After falling behind on payments, in February 2014 Ocwen demanded that she pay $21,825 or face foreclosure. In April 2014, Ocwen sent a delinquency notice for $2,684. The amounts reflected her arrears for monthly payments and the mortgage loan arrears that had been discharged in bankruptcy.

Garfield filed in the Western District on several claims under the FDCPA, including allegations that Ocwen failed to give her a so-called "mini-Miranda warning" as required by law for conversations with a debtor, and that the company failed to send notice within five days of her right to dispute the debt.

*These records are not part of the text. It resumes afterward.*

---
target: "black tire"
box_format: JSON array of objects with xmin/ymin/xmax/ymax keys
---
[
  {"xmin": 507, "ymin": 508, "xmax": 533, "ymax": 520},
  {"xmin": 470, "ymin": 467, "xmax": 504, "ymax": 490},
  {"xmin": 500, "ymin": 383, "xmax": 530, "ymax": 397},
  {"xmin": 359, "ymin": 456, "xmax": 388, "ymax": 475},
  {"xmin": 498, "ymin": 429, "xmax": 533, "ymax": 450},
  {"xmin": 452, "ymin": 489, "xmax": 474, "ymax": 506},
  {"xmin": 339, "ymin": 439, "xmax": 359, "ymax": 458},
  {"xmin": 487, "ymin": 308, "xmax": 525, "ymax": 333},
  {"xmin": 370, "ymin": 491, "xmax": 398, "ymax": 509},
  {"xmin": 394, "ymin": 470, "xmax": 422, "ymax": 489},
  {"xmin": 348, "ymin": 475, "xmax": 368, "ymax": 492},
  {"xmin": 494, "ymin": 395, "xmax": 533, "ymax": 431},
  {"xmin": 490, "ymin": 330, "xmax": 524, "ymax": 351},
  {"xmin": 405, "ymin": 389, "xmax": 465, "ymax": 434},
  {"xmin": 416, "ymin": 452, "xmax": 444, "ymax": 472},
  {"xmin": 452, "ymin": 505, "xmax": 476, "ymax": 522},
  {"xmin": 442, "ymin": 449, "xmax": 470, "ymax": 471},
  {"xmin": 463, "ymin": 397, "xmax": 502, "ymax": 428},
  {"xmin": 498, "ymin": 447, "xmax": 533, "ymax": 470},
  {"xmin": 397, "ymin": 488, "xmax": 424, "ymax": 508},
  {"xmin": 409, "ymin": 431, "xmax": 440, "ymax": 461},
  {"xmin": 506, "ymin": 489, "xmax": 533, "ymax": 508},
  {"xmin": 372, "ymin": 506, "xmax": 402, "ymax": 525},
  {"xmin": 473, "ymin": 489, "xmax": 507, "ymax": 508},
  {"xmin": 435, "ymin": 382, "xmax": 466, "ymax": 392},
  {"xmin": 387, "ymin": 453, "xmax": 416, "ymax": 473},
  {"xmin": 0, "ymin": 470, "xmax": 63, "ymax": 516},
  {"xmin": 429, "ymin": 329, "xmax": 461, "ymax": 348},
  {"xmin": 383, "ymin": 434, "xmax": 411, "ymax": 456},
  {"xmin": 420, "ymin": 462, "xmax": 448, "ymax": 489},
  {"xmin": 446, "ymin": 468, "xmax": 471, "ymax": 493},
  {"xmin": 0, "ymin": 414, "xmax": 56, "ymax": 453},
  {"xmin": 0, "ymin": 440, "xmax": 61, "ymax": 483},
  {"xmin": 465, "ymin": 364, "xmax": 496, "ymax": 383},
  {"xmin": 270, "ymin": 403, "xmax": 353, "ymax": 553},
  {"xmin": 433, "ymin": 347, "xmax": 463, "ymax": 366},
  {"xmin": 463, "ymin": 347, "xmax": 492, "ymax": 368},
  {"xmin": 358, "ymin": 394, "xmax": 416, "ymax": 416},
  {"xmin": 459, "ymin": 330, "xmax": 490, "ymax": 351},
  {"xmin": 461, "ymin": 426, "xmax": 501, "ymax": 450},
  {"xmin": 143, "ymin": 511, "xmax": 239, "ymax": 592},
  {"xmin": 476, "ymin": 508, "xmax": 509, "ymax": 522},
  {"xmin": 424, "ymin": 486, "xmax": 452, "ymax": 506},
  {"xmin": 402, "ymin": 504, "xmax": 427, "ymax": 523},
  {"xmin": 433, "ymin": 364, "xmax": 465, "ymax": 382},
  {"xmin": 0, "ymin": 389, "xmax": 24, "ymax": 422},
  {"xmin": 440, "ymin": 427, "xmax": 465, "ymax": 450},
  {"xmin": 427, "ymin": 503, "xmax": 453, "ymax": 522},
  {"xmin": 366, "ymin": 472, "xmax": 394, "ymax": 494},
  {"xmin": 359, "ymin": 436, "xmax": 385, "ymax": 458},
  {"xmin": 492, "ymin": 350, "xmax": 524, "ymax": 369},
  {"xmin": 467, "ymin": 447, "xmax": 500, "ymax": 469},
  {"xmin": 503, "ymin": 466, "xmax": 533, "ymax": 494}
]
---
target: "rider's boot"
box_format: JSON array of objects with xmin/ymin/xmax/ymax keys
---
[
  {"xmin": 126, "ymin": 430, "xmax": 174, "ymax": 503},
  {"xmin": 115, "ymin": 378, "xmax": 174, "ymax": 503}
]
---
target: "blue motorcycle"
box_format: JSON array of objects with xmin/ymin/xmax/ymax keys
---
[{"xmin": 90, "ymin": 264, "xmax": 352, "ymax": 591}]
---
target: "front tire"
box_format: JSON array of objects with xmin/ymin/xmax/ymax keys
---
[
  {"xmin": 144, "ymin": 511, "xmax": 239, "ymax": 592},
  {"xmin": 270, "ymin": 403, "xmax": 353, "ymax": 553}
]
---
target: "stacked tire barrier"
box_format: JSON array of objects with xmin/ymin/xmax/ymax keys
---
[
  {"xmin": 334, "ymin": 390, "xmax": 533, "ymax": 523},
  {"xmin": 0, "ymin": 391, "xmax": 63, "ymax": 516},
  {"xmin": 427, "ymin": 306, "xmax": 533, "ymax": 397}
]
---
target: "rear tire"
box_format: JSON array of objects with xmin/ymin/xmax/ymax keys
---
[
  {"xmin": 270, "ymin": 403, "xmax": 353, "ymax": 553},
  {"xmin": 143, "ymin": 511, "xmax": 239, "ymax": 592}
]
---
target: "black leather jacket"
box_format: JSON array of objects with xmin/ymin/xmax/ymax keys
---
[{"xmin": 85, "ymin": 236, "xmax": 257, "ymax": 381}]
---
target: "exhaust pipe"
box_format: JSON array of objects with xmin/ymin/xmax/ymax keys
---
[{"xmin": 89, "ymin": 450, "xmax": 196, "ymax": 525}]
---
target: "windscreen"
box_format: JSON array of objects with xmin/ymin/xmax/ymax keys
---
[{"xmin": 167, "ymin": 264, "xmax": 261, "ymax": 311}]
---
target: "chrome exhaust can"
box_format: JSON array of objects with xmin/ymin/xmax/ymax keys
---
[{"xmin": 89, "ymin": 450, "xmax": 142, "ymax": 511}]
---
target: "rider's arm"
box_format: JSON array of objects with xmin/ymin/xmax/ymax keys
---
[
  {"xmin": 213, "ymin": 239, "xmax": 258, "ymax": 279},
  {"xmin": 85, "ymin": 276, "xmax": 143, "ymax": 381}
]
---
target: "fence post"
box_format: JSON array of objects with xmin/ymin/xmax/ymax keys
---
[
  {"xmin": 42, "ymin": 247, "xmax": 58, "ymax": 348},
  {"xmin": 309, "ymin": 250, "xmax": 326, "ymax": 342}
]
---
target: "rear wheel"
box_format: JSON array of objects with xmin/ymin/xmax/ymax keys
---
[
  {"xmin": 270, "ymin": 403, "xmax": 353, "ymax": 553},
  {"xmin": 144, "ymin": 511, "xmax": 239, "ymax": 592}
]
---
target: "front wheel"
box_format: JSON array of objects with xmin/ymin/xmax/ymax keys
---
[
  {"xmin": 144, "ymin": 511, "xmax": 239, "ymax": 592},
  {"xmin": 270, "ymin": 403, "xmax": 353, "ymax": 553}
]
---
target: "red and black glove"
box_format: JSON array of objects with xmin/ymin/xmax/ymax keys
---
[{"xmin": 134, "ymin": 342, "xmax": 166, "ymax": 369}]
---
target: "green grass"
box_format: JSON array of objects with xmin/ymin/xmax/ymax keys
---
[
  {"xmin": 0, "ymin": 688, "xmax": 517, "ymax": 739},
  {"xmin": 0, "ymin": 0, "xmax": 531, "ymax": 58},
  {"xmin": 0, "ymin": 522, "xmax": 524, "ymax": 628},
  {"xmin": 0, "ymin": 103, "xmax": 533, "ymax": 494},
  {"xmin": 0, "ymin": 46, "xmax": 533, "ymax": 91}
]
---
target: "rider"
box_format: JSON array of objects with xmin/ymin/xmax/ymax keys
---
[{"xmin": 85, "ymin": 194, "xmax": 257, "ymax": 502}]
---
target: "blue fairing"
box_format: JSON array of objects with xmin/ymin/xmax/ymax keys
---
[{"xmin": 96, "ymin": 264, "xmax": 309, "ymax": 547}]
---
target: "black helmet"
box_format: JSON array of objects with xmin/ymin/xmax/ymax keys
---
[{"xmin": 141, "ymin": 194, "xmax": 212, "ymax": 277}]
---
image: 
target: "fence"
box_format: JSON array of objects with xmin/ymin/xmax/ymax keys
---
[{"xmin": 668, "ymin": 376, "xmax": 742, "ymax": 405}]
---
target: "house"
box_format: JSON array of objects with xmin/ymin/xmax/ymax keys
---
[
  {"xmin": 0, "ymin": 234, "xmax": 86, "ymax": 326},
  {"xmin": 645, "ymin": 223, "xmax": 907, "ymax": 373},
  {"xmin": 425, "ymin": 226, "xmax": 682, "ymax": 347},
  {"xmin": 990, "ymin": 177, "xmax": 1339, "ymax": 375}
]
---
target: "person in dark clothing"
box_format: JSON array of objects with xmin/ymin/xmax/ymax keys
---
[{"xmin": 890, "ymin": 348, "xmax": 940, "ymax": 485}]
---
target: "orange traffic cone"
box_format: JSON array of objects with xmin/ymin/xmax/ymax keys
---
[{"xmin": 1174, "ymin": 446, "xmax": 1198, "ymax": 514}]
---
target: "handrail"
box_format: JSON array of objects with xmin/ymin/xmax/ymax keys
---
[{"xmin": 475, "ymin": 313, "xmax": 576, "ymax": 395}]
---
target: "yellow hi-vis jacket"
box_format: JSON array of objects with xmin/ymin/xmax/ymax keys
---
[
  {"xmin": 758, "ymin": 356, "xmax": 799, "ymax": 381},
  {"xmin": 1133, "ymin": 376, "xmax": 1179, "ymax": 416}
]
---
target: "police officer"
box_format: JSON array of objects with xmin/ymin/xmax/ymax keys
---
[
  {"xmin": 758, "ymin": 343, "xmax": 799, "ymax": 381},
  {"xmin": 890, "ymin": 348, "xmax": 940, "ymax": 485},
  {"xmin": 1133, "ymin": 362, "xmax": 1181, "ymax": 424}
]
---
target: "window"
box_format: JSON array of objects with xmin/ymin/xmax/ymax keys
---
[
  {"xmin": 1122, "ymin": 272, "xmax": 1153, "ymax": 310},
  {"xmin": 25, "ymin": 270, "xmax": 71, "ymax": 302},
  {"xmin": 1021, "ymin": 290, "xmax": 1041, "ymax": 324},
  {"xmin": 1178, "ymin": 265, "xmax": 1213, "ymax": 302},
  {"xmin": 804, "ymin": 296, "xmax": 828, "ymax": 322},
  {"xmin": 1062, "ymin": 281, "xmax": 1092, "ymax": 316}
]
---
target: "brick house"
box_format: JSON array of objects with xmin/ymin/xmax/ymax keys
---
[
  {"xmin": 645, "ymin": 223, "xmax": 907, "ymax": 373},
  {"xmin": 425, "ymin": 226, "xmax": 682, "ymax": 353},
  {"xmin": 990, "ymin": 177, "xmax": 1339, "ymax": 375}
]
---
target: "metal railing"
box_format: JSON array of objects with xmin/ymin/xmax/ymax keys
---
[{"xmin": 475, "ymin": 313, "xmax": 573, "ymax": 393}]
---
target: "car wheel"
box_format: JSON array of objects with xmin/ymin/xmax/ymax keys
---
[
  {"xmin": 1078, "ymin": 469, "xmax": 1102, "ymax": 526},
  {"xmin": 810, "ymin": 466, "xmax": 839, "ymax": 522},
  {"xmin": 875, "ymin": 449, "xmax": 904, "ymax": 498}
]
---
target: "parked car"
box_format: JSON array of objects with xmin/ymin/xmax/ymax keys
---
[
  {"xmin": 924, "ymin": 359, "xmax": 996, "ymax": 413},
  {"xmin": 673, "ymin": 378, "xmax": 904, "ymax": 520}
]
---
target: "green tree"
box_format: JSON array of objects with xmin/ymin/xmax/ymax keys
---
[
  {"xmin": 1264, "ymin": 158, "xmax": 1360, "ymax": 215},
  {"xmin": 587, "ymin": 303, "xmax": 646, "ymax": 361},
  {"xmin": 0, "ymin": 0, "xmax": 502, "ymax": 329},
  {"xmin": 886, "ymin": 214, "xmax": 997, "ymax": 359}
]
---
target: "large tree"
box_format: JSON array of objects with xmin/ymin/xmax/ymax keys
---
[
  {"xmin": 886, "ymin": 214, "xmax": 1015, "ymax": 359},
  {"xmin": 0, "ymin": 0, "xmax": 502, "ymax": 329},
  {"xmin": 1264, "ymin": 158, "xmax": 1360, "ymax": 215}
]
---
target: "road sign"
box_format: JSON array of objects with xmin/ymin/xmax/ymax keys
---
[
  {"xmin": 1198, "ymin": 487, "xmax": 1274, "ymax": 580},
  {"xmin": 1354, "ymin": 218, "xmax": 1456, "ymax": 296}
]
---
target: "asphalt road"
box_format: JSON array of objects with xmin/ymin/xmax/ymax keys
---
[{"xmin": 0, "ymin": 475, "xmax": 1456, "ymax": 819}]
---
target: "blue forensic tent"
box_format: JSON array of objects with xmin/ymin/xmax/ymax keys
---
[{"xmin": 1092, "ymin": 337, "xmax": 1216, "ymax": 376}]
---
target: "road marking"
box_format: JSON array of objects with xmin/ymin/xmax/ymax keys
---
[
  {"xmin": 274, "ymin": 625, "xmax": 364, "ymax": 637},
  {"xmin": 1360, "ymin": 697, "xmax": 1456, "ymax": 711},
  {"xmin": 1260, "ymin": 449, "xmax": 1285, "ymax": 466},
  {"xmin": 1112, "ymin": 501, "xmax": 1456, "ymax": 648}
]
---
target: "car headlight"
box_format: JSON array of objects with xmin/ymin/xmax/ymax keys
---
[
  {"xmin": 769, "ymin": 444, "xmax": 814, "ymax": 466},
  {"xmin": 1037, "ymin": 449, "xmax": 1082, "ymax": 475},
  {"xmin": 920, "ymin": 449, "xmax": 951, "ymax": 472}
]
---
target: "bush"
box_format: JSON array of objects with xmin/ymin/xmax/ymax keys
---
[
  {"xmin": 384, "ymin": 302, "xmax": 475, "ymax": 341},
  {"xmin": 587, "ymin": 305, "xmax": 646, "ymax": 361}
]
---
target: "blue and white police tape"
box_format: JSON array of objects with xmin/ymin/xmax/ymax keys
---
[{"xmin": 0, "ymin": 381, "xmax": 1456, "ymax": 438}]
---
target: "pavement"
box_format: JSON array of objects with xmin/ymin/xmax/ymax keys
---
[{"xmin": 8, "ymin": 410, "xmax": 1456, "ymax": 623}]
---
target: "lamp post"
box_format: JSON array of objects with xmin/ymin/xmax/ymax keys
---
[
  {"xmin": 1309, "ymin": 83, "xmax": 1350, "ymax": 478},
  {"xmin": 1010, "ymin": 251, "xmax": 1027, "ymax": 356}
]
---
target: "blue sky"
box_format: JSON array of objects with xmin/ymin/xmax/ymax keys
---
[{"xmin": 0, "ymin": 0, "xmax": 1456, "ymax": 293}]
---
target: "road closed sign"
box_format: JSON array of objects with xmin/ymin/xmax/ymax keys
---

The circuit previously ruled in Simmons v. Roundup Funding LLC, that the FDCPA bars lawsuits while bankruptcy proceedings are pending, stating that "the FDCPA is designed to protect defenseless debtors" and debtors don't need the help when they are under bankruptcy court protection, Judge Newman noted. The court found that Garfield brought claims after discharge in bankruptcy - "the context we explicitly distinguished in Simmons."

"Now facing the issue of implied repeal of FDCPA provisions invoked for claims in the post-discharge context, we conclude that the bankruptcy code does not broadly repeal the FDCPA for purposes of FDCPA claims based on conduct that would constitute alleged violations of the discharge injunction," Newman wrote.

"No irreconcilable conflict exists between the post-discharge remedies of the bankruptcy code and the FDCPA," he said. "There is no reason to assume that Congress did not expect these two statutory schemes to coexist in the post-discharge context."

Newman went on to find, as to Garfield, that the bankruptcy code also does not impliedly repeal specific provisions, including the "mini-Miranda warning" claim.

"Ocwen's communication, even without the mini-Miranda warning, was an attempt to collect a discharged debt in violation of the bankruptcy code," he wrote. "The absence of mini-Miranda also violated the FDCPA. There is no conflict."